I have lost those articles web adresses I ever leaned from, so I can not list them here now, but many thanks to those friends who shared them in the web sites, Let’s make this world better as we can. you are all the good and lovely guys, we will share and enjoy a good world, that’s so inspiring.
Download tesseract4.1.1 source code from git:
https://github.com/tesseract-ocr/tesseract/archive/4.1.1.tar.gz
Then express it into a folder, in general it will be tesseract-4.1.1.
Compile and install
Press Ctrl+Alt+T or press the right key of the mouse and select the 'open terminal at current folder" to open the terminal window. then input the commond:
bash autogen.sh
if the autogen is done successfully, the following message will be shown:
...
All done.
...
Then input command:
./configure
if the following message is shown:
configure: error: Leptonica 1.74 or higher is required. Try to install libleptonica-dev package.

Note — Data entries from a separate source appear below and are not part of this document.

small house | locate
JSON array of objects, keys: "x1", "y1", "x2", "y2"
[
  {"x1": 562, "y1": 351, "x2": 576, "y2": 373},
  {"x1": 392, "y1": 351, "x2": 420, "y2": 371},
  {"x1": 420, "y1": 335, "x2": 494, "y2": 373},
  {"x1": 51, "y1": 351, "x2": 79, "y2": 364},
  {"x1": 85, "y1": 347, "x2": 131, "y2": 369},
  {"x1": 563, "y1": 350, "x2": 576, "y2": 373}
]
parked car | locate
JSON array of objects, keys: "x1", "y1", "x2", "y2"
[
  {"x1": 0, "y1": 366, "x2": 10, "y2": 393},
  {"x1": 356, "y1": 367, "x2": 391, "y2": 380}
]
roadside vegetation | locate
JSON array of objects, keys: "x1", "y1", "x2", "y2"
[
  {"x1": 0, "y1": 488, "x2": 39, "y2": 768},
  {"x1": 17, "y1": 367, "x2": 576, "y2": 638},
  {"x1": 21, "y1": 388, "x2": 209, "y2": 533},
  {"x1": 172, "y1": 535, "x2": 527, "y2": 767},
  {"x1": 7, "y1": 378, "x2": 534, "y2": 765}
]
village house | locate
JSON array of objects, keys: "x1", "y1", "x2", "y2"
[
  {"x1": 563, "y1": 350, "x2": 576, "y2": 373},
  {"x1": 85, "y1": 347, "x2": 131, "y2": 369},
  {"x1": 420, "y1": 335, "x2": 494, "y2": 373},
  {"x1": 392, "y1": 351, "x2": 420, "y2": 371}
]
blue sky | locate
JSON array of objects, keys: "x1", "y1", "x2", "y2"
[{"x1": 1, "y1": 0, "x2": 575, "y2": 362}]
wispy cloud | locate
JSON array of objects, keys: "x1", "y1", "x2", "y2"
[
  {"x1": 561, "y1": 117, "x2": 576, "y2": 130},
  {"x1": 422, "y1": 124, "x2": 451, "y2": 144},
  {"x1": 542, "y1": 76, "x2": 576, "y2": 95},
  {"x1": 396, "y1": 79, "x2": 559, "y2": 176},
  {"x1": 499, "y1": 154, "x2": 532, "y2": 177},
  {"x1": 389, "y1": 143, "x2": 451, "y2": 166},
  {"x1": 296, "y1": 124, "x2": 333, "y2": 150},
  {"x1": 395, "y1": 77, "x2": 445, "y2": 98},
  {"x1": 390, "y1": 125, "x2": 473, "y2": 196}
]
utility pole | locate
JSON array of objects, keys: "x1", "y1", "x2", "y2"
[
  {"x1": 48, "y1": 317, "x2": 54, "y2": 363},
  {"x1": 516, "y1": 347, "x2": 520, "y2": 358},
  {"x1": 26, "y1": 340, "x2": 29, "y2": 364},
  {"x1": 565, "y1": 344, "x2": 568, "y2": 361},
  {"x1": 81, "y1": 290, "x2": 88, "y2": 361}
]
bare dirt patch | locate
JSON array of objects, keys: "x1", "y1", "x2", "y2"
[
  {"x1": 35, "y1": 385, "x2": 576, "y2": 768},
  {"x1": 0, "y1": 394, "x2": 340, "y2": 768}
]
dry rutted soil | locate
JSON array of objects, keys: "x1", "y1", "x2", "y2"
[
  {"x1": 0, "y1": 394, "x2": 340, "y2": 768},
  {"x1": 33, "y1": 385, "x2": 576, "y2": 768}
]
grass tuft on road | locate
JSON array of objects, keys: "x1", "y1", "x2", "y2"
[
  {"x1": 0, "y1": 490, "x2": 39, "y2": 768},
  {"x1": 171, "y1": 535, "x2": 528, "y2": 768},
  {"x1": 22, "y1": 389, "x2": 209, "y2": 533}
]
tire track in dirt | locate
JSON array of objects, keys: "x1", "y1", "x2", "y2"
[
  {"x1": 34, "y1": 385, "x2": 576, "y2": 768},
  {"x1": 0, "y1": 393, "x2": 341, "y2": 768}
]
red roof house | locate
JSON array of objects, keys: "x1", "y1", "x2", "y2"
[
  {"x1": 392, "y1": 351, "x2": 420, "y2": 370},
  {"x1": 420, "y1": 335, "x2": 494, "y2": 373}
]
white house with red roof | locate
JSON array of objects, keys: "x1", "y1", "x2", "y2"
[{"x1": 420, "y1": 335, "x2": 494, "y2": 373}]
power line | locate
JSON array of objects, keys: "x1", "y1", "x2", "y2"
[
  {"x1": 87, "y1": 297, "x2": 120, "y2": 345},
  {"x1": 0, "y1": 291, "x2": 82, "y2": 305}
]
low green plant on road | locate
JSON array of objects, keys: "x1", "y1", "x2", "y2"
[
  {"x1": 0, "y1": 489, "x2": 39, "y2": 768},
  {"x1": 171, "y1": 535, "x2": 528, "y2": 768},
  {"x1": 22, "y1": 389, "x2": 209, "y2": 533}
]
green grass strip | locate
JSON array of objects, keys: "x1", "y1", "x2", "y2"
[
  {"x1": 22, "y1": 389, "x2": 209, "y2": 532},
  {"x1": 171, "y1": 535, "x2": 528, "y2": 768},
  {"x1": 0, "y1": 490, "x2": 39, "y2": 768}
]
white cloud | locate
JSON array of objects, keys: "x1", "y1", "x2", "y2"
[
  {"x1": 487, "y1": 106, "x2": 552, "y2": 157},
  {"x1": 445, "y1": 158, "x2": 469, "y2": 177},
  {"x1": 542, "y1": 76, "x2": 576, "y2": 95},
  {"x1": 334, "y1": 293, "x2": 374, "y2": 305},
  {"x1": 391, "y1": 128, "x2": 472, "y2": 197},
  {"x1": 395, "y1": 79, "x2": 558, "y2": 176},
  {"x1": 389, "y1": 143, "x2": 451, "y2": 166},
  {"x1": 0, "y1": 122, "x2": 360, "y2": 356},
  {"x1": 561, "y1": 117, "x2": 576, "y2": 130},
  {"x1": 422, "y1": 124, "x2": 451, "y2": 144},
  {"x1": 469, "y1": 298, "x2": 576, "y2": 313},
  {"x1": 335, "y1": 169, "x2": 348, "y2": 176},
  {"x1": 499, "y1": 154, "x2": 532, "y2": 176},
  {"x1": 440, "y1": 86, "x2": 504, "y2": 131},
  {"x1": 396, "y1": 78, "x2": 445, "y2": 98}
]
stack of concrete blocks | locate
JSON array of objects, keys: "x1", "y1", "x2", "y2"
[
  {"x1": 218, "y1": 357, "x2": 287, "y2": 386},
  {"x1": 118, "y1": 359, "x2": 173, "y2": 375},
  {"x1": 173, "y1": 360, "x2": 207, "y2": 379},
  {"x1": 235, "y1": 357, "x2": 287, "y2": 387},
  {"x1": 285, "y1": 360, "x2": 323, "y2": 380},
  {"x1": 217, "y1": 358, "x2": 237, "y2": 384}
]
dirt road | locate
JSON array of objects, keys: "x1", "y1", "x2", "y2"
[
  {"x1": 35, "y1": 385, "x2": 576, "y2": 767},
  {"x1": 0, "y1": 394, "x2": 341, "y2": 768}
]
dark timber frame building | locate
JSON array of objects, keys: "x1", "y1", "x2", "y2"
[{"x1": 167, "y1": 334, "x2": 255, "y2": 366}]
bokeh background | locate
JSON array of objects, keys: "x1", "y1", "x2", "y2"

Then we have to install liblepleptonica-dev:
sudo apt install libleptonica-dev
If no errors is shown, then it has been installed. So we configure again:
./configure
If the following messages were shown, it means that configure is successfully:
Configuration is done.
You can now build and install tesseract by running:
$ make
$ sudo make install
$ sudo ldconfig
Documentation will not be built because asciidoc or xsltproc is missing.
Training tools can be built and installed with:
$ make training
$ sudo make training-install
Then we can make and install the tesseract:
make -j8
sudo make install
sudo ldconfig
If no errors were shown, then it should be installed successfully, so we can test it:
tessract --version
If the following messages were shown:
tesseract: symbol lookup error: tesseract: undefined symbol: _ZN10SIMDDetect14avx_available_E
It means some libs is needed to install:
sudo apt install libtesseract-dev libleptonica-dev liblept5
sudo apt install tesseract-ocr -y
But the problem is still there, Then we have a look at the python3 version, we found that the python version is 3.6.3, maybe it is not new enough, so we install the python 3.7.6:
1) Download the python3.7.3 source code from:
https://www.python.org/ftp/python/3.7.6/Python-3.7.6.tgz
2) Express it into a folder: Python-3.7.6
open terminal window, and execute the command:
./configure
make -j8
sudo make install
sudo ldconfig
If no errors were shown, it means the python3.7.6 has been installed successfully. we can test it, input command in the command:
python3.7
then we should see the python3.7 version information, it means the python3.7 has been installed successfully.
Then we check the tesseract again, input the command in the terminal window:
tesseract --version
If the tesseract 4.1.1 information was shown, it means the tesseract4.1.1 has been installed sucessfully.
Download the newest and best tesseract lstm models from git and install them:
https://github.com/tesseract-ocr/tessdata_best
We will get many ***traineddata file, we copy them into folder /usr/local/share/tessdata:
sudo cp tessdata_best/*.traineddata /usr/local/share/tessdata
And let’s check if there are many files in the folder /usr/local/share/tessdata:
ls /usr/local/share/tessdata
If many *.traineddata files were shown, it means the models have been installed.
Install python pytesseract and pillow:
To use tesseract in python, we have to install pytesseract and pillow with pip:
sudo pip install Pillow
sudo pip3 install pytesseract
Install opencv module for python:
sudo pip install opencv-python
So, the tesseract4.1.1 and the best lstm language models have been installed, please start to enjoy your new journey!